I tried a basic sanity check by running them in one thread only
with the -s option and got a segfault, and a failing test
before that. None of this should happen, and I'll be taking a
look at that as well.
But I carried on by removing the troublesome modules from the
build. These turned out to be:
std.datetime (fails)
std.process (fails and causes the segfault)
std.stdio (fails)
All the others pass in single threaded mode. After this I tried
using threads and std.parallelism failed, so I took that away
from the build as well.
Another thing to mention is that although the tests are running
in threads, since when I wrote the library the getUnitTests
__traits wasn't available (and since then I wasn't interested
in using it), each module's unit tests run as one test. So they
only interleave with other modules, not with each other.

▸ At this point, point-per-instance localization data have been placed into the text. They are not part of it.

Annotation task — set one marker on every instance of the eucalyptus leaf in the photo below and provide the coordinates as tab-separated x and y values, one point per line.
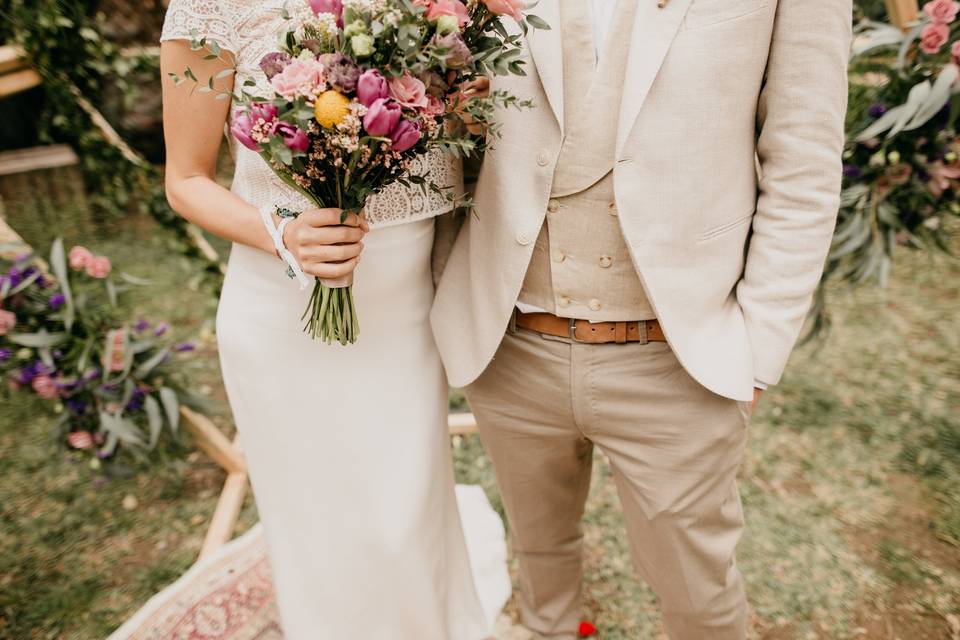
171	407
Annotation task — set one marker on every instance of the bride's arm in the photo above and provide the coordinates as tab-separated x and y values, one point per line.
193	125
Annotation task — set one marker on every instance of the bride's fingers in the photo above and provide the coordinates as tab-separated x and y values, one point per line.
331	269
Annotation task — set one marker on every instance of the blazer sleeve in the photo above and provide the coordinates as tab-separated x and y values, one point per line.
800	141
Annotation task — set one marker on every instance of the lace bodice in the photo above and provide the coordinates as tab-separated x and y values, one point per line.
248	29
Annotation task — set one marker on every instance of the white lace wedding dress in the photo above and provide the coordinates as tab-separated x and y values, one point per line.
347	446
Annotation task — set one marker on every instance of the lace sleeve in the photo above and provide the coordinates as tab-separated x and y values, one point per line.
211	19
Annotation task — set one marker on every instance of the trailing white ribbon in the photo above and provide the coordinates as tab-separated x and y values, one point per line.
276	234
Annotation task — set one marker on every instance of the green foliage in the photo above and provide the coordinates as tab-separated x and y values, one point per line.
63	41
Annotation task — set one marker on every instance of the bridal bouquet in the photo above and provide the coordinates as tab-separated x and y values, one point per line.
359	88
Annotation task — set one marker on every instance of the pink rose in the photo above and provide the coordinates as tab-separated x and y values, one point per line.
512	8
302	77
942	11
79	257
80	439
8	320
933	37
455	8
435	106
99	267
382	117
408	91
371	86
45	387
405	135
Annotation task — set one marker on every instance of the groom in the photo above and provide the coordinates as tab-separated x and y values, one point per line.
640	261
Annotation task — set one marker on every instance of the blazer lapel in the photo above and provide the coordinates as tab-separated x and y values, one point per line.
654	30
547	53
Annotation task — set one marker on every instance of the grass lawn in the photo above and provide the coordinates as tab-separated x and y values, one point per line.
851	485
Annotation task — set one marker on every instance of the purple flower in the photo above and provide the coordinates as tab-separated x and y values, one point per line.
273	63
458	53
876	110
405	135
293	136
342	72
371	86
852	171
56	301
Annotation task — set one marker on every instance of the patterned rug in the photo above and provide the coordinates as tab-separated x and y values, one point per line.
228	596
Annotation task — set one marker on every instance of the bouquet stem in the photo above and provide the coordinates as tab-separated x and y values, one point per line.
331	314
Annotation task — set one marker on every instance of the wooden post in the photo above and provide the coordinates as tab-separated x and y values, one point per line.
903	13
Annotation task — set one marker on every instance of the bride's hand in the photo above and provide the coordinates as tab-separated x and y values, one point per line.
325	247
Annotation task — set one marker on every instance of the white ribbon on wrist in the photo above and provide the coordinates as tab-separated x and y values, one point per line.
276	234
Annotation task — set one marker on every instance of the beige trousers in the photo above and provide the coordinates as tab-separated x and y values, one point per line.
674	447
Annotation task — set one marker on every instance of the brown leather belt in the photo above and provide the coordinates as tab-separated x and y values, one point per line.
591	332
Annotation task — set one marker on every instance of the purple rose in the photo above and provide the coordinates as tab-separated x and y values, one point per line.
241	128
273	63
342	72
327	6
293	136
382	118
405	135
56	301
371	86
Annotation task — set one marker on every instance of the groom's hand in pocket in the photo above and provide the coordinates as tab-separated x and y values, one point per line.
324	246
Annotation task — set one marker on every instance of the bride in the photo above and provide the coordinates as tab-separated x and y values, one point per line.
347	446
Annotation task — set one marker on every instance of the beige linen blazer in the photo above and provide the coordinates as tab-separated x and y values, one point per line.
730	255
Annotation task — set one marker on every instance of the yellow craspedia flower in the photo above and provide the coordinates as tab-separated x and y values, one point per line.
331	108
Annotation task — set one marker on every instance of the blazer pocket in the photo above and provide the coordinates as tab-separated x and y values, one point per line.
725	228
703	13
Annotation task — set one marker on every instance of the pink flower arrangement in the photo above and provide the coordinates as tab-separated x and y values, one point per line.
933	37
8	320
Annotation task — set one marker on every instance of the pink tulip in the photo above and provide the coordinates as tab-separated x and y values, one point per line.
408	91
241	127
79	257
371	86
933	37
8	320
440	8
99	267
405	135
512	8
45	387
382	117
942	11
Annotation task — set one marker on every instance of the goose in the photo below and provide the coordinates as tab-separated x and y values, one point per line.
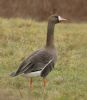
41	62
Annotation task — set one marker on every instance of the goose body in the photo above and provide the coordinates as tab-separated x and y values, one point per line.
41	62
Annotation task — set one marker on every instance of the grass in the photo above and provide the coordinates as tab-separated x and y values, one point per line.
68	81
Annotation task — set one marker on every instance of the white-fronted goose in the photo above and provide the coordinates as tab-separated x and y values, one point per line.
41	62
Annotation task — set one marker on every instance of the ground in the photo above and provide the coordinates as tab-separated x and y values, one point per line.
68	80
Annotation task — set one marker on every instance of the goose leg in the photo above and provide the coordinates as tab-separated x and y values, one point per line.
44	84
31	82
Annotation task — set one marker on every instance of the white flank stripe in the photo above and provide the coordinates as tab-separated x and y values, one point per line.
32	74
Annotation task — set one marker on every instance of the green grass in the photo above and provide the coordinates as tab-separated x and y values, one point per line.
68	81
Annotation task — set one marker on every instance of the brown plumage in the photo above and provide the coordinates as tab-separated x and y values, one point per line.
43	60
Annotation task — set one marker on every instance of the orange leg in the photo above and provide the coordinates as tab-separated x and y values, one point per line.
31	82
44	84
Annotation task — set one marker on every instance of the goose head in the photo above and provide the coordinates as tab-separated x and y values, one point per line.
56	19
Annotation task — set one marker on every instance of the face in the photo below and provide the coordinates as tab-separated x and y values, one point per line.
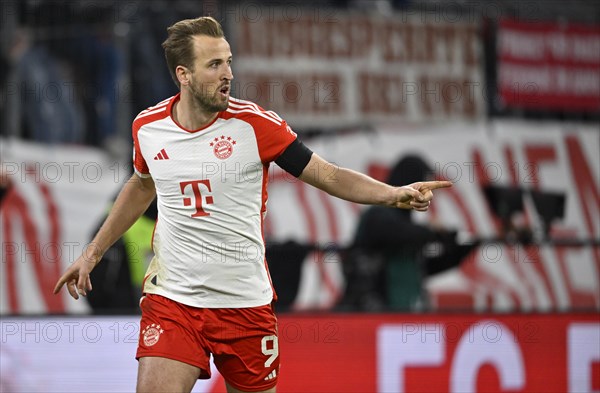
210	81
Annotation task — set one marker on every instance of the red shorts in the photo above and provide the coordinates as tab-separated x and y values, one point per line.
243	341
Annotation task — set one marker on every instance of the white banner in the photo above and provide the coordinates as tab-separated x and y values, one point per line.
59	195
334	68
534	156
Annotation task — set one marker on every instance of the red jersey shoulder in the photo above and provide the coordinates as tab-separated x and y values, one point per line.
153	113
253	114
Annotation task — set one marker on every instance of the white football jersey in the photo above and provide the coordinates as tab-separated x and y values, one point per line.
211	187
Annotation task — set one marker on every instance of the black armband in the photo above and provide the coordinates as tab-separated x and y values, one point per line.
294	158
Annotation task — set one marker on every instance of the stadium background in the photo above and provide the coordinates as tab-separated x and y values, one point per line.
501	97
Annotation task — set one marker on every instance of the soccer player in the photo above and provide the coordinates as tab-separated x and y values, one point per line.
205	155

Running in one thread took 39 +/- 1 seconds.
Running in 8 threads took... ~41 seconds.
Oops. I noticed some tests take a lot longer so I tried
removing those. They were:
std.file
std.conv
std.regex
std.random
std.container
std.xml
std.utf
std.numeric
std.uuid
std.exception
I also removed any modules that were likely to be problematic
like std.concurrency and std.socket. With the reduced sample
size the results were:
1 thread: ~1.9s
8 threads: 4.1s +/- 0.2
So the whole threading thing isn't looking so great. Or at
least not how I implemented it. This got me thinking about my
own projects. The tests run so fast I never really paid
attention to how fast they were running. I compared running the
unit tests in Cerealed in one or more threads and got the same
result: running in one thread was faster.
I have to look to be sure but maybe the bottleneck is output.
As in actually printing the results to the screen. I had to
jump through a few hoops to make sure the output wasn't
interleaved, and in the end decided to have one thread be
responsible for that, with the tests sending it output messages.
For reference, I copied all of the std/*.d modules into a local
std directory, compiled all of them with dmd -unittest -c, then
used this as the build command:
dmd -unittest -I~/coding/d/unit-threaded/source ut.d
std/algorithm.o std/array.o std/ascii.o std/base64.o
std/bigint.o std/bitmanip.o std/compiler.o std/complex.o
std/container.o std/cstream.o std/csv.o std/demangle.o
std/encoding.o std/format.o std/functional.o std/getopt.o
std/json.o std/math.o std/mathspecial.o std/metastrings.o
std/mmfile.o std/numeric.o std/outbuffer.o std/range.o
std/signals.o std/stdint.o std/stdiobase.o std/stream.o
std/string.o std/syserror.o std/system.o std/traits.o
std/typecons.o std/typelist.o std/typetuple.o std/uri.o
std/variant.o std/zip.o std/zlib.o libunit-threaded.a
-ofphobos_ut
I got libunit-threaded.a by running "dub build" in the root
directory of unit-threaded.
I might just implement a random order option now. Hmm.